The Call appealed to the Budapest factories ‘to send their council delegates to the Ujpest Town Hall at one o’ clock on Tuesday 13 November in order to form the Central Workers’ Council of Budapest.’

It might appear on the surface that it was the intellectuals’ proposals which decided the formation of the Central Council. But in fact the proposal only coincided with a movement already begun by the workers in the direction of a more coordinated form of organisation.

4. The First Meeting and Negotiations with Kadar

One must not regard the birth of this organisation as a simple and automatic process. Many obstacles and doubts had to be overcome, and the necessary organisational experience had to be acquired. The general level of consciousness had to be raised so that the Council could gradually take shape.
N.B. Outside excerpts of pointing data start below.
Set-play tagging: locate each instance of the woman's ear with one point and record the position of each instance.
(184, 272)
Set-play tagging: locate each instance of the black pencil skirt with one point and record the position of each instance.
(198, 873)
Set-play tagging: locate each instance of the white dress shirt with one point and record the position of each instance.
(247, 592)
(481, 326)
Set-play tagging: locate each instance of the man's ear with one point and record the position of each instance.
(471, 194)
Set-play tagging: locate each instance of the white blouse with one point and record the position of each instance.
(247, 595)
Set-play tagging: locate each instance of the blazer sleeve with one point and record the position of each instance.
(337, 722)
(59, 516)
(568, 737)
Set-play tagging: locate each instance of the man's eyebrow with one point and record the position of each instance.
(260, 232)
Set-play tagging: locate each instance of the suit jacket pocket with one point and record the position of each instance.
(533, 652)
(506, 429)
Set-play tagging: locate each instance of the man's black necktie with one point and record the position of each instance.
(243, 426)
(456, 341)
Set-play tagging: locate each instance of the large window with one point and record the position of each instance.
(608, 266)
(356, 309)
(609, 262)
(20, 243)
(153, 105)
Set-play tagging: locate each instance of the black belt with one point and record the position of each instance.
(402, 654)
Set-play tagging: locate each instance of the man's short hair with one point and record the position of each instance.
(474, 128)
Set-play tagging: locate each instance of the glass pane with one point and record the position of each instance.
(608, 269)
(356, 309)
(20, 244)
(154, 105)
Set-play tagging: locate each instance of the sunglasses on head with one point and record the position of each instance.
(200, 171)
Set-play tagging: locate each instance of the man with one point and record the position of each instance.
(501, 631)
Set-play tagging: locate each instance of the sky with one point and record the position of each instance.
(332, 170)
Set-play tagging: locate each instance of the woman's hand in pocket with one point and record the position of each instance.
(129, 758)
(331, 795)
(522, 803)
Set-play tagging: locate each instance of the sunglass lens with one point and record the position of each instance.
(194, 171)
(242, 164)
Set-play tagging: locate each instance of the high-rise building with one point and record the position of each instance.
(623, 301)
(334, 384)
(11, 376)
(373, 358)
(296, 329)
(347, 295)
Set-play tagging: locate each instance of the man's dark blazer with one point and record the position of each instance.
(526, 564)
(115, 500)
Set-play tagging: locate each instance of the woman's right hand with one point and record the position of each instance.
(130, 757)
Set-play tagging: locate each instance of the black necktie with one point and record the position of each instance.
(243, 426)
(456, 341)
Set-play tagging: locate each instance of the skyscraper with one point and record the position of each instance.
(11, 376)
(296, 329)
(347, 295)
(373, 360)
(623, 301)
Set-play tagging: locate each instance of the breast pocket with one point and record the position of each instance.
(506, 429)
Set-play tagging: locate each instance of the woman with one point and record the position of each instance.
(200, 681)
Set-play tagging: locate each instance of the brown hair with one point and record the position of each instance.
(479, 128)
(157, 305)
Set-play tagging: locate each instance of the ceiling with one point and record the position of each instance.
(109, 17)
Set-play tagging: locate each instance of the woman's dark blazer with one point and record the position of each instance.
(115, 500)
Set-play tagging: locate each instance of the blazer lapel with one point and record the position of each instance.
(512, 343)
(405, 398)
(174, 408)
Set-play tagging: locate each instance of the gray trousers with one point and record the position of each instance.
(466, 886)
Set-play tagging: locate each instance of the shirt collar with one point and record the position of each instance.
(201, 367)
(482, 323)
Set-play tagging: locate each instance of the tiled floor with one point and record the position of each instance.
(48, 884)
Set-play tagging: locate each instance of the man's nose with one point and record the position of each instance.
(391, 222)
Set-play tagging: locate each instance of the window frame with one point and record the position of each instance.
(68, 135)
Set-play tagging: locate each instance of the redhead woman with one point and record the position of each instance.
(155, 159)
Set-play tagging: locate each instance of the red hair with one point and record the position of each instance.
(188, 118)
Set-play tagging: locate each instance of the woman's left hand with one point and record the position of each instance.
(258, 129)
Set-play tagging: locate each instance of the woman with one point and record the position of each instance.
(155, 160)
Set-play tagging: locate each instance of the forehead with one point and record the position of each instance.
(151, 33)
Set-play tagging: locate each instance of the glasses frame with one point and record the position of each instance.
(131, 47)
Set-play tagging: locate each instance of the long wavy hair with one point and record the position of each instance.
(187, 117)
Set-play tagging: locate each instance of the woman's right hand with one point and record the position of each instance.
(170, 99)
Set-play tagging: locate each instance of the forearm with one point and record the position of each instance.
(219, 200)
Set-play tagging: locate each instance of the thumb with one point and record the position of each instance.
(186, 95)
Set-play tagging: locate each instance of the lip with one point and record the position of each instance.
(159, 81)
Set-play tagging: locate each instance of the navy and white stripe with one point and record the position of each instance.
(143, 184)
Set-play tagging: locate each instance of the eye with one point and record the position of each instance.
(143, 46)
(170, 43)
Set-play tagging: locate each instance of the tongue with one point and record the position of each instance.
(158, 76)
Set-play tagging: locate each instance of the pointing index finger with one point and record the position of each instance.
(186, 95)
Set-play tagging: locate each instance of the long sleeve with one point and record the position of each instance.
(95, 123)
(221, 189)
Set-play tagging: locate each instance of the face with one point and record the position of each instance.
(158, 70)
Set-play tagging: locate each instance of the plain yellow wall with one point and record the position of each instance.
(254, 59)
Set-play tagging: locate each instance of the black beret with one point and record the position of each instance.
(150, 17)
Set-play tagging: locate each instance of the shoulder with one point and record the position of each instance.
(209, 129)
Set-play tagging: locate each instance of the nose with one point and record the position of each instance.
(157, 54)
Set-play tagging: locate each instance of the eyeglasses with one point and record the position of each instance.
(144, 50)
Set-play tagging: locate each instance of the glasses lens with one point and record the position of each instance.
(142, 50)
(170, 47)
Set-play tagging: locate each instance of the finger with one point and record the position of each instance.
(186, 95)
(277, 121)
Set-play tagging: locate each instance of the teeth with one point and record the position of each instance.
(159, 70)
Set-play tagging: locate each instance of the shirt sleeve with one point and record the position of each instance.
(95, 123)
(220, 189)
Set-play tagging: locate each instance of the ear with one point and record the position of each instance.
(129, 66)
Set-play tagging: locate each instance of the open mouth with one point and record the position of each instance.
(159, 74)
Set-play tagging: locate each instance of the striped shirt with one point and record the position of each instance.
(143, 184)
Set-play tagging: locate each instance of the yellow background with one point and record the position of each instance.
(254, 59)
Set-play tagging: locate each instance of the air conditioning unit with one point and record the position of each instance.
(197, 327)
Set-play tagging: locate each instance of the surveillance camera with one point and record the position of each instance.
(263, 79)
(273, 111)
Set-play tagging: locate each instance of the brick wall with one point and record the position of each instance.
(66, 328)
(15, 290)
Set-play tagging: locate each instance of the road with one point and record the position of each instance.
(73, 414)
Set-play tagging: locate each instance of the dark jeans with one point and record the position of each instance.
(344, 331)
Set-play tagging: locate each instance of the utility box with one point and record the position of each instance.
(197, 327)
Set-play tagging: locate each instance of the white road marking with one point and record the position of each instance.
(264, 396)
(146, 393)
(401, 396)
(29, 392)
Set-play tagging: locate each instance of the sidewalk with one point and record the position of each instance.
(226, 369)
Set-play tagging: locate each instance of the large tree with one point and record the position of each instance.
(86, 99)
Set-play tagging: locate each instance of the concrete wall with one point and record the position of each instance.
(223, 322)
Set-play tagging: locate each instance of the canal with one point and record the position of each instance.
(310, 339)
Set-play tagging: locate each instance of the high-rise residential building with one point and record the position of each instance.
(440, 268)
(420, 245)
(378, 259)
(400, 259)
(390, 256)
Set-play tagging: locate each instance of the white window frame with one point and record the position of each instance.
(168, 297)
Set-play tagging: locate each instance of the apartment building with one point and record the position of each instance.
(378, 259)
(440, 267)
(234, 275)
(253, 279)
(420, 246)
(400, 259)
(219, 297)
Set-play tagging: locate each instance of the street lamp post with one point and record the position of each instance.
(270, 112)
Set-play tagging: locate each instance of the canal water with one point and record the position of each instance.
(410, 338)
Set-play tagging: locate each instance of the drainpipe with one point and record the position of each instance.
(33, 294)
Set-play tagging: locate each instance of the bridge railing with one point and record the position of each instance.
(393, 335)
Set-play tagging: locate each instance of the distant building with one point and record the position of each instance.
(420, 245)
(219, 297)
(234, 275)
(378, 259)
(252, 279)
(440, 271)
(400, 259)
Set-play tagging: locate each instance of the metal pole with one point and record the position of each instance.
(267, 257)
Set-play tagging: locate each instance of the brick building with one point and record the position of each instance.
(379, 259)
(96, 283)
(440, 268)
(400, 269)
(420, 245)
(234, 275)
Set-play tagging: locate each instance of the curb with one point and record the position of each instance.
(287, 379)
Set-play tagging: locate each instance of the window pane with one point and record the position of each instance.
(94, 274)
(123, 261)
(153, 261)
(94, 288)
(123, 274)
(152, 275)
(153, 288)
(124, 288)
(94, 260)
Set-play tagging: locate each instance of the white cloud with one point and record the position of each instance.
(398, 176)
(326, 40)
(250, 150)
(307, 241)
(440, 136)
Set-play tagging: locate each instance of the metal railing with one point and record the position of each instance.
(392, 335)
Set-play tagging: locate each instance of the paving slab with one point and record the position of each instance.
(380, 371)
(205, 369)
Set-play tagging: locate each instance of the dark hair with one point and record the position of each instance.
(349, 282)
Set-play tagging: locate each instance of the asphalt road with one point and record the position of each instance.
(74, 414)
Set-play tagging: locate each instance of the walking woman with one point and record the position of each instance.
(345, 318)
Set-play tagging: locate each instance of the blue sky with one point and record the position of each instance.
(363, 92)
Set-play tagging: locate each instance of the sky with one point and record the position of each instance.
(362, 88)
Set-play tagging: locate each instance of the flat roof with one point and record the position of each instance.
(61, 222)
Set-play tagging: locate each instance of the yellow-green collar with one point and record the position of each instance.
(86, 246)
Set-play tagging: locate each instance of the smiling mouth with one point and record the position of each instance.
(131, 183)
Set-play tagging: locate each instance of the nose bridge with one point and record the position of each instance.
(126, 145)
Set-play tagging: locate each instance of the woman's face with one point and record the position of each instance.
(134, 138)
It would be foolish to pretend that these workers, or even the intellectuals, had a very clear idea of what they had to do, or how they would do it. In the afternoon of 13 November the delegates assembled outside Ujpest town hall. A rumour went around that the previous night the newly organised police force, aided by Soviet military units, had arrested the members of the Ujpest Revolutionary Council and occupied the building. The workers lost no time. The ‘Egyesült Izzó’ factory council offered the delegates the use of their factory for the meeting. The workers who were present ‘slipped in on the sly’ – as one eye-witness put it later.

‘On our arrival (at the town hall)’, wrote Sebestyen, ‘we found a solitary delegate who sent us all to the “Egyesült Izzó” factory, so that we could keep out of the way of the police ... When we got to the factory we found that a number of factory and District delegates had already turned up and we started the meeting without any further delay. But soon we realised that there were still representatives from a large number of factories missing, and so we had to decide to put the meeting off till the next day and to get in touch with the councils of all the larger factories in the meantime.’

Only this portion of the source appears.